We have a PowerEdge R7525 server with nvidia A16 graphics card on debian 11. But we have about 50% lower gpu performance than other servers. I suspect it's the missing "Above 4G decoding" option in the BIOS. According to nvidia this server should handle up to 3 A16 gpu units. Can anyone advice me some work-around or something to harness the full power of this gpu?

Thank you very much in advance

Aotor
  • 31

2 Answers2

6

(I work for Dell) - specifically, I do a lot of optimization.

I think you're tracking a bit off course; "Above 4G decoding" is a feature left over from when BIOS PCIe memory enumeration was limited to 32bits, which is no longer the case and hasn't been for quite some time. The addressing is now native 64 bit.

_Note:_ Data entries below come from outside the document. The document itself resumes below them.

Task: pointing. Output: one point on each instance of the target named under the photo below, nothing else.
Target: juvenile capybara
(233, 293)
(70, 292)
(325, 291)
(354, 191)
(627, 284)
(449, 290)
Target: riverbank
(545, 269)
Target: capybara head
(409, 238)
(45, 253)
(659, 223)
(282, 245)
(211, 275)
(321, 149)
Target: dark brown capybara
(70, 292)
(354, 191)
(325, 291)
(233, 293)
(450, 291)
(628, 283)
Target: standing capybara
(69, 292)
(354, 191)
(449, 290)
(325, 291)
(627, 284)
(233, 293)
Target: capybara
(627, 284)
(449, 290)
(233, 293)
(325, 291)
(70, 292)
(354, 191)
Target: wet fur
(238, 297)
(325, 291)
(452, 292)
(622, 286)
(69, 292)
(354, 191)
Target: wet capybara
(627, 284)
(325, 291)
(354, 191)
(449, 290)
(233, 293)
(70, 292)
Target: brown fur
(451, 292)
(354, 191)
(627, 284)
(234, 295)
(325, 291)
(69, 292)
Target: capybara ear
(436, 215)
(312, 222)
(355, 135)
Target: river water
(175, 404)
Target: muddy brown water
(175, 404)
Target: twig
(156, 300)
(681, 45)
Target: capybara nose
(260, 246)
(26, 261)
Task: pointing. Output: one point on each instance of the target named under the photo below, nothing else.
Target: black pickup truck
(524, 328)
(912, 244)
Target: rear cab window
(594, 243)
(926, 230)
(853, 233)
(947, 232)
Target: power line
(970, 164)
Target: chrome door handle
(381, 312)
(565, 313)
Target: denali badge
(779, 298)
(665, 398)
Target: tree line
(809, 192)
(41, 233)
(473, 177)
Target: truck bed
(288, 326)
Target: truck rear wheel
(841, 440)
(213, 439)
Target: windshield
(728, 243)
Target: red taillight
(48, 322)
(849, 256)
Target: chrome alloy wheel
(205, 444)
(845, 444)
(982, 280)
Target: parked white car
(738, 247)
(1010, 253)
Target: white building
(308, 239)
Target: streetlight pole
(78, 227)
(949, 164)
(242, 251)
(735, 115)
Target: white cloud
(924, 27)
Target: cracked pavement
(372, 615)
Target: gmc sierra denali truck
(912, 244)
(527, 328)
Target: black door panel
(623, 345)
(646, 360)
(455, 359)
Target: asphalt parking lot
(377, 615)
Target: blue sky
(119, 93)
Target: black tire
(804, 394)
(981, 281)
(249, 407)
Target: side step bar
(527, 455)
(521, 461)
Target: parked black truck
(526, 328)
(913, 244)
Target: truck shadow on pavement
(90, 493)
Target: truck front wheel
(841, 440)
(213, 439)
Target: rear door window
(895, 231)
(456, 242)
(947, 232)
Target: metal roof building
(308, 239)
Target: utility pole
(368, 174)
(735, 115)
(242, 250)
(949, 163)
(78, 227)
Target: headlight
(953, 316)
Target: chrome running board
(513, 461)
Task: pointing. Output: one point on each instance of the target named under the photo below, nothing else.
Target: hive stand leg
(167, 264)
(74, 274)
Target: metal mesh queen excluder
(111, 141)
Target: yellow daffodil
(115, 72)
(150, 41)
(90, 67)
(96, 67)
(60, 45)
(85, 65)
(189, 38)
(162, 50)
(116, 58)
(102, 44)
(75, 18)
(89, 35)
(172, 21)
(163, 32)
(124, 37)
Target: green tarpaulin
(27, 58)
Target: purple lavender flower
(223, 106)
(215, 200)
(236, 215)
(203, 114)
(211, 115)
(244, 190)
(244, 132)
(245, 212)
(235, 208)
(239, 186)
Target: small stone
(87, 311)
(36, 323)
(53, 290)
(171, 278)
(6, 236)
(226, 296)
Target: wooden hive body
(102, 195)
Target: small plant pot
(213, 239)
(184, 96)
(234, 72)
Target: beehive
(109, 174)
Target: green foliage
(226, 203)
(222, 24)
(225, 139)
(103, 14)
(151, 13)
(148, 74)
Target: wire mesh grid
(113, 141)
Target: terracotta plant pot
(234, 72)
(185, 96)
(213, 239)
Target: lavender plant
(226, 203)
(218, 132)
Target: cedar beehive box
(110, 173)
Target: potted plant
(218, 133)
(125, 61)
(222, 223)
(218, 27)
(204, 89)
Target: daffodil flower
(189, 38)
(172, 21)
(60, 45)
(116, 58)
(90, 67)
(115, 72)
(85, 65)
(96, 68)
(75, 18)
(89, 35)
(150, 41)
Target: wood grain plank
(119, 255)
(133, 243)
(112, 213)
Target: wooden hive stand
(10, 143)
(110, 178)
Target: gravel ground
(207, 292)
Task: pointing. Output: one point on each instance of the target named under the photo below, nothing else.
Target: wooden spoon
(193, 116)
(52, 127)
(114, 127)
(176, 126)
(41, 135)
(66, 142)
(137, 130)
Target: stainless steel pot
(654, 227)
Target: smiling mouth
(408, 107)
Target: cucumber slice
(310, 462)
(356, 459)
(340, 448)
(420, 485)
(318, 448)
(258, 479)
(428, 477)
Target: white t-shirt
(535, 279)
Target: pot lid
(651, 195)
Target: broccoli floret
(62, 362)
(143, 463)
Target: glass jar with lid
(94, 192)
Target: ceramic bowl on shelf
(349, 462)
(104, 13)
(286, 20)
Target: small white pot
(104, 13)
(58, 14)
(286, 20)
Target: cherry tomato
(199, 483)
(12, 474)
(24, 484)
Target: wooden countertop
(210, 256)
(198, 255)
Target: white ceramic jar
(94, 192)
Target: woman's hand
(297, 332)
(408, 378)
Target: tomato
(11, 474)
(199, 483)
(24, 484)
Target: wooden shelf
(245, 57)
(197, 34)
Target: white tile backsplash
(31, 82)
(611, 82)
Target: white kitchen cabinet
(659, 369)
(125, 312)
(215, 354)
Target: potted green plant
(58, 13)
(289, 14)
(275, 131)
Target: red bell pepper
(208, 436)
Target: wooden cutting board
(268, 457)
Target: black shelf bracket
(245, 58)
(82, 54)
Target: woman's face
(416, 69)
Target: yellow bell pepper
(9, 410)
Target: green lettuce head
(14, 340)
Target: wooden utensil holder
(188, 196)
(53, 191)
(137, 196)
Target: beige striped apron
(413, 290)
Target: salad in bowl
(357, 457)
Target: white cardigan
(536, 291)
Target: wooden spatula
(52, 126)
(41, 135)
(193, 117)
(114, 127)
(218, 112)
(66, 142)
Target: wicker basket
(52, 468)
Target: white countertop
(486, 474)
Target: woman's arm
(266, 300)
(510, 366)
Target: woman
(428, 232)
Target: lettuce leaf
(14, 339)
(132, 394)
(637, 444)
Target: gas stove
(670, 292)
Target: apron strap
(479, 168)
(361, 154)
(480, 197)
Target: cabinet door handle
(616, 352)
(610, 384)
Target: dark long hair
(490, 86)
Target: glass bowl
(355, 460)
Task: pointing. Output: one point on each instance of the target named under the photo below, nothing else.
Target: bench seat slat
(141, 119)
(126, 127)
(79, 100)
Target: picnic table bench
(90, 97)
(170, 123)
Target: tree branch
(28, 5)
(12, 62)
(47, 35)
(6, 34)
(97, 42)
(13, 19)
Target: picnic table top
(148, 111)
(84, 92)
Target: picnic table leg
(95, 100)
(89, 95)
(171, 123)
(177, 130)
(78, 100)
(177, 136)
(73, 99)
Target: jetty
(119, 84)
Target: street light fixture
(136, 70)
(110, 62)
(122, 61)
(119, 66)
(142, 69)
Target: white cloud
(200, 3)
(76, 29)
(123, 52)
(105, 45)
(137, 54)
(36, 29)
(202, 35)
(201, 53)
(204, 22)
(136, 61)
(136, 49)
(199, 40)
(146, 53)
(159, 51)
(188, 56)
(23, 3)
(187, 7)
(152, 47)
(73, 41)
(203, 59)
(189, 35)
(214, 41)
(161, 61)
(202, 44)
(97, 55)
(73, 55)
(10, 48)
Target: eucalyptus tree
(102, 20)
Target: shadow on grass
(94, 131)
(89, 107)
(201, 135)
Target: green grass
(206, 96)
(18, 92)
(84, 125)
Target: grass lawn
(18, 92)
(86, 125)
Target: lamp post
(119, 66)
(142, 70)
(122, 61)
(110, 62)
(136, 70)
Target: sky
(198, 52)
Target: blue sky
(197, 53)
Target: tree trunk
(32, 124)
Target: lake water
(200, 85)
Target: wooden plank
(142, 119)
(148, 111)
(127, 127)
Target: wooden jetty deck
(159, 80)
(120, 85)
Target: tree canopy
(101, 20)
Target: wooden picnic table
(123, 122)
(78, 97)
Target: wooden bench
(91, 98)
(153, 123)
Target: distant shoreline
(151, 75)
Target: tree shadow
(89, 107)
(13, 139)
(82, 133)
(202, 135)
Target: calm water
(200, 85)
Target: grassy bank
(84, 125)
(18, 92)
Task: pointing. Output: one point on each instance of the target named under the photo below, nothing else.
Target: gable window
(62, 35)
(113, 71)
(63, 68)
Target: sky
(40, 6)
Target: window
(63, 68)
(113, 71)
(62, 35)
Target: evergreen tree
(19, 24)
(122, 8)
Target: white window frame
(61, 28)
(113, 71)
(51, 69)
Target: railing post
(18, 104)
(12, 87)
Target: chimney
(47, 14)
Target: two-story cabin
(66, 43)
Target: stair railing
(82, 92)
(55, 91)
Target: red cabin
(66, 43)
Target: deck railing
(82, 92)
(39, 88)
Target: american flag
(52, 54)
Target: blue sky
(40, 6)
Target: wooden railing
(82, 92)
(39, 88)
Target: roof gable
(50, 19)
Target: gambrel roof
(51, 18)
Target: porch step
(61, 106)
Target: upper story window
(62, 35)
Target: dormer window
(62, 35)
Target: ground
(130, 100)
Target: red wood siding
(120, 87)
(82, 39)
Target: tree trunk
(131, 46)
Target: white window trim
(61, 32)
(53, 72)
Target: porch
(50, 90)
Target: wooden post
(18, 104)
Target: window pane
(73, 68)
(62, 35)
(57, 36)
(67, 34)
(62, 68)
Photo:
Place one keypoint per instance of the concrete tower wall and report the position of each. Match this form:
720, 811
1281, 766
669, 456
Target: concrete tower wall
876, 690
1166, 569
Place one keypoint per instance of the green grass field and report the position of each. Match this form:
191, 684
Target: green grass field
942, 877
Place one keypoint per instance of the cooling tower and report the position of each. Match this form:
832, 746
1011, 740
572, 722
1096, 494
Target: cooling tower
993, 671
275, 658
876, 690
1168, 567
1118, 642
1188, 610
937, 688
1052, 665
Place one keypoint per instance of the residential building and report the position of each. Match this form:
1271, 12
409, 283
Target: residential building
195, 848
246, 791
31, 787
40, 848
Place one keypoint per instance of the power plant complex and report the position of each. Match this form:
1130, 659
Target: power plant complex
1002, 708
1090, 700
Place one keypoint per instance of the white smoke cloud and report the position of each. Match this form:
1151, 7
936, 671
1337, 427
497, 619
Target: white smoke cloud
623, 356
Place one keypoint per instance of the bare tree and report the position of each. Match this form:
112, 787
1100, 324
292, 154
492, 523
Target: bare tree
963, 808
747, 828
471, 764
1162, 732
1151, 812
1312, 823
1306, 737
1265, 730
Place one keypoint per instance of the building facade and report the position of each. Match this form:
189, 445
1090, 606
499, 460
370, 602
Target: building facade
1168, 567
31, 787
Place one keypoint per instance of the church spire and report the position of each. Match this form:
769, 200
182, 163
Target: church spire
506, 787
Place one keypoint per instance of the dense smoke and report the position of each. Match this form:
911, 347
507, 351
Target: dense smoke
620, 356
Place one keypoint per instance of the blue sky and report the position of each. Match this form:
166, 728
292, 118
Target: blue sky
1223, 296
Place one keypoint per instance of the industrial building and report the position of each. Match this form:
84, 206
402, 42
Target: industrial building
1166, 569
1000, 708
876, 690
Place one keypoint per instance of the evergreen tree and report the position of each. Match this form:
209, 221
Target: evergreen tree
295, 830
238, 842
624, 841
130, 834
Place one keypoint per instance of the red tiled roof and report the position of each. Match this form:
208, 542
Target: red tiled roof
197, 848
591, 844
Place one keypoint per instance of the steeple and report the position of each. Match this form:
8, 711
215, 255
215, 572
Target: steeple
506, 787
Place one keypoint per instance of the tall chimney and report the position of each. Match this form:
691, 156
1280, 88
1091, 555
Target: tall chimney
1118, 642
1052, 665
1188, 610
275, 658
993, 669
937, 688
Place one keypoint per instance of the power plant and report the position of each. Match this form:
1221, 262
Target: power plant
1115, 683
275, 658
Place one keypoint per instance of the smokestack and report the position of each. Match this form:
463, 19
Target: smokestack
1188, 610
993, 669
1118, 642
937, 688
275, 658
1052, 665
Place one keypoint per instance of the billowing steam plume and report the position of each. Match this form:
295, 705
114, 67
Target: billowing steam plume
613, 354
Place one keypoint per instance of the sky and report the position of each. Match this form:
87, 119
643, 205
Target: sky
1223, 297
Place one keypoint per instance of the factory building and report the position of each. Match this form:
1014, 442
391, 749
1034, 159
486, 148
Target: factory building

But we have about 50% lower gpu performance than other servers.

I'm not sure what you mean by this. I may be reading too much into this, but this statement makes me think this may be your first foray into optimization in which case, awesome! It's a complicated but fascinating world. GPU performance can be measured in myriad different ways so this statement on its own doesn't narrow down what the problem is.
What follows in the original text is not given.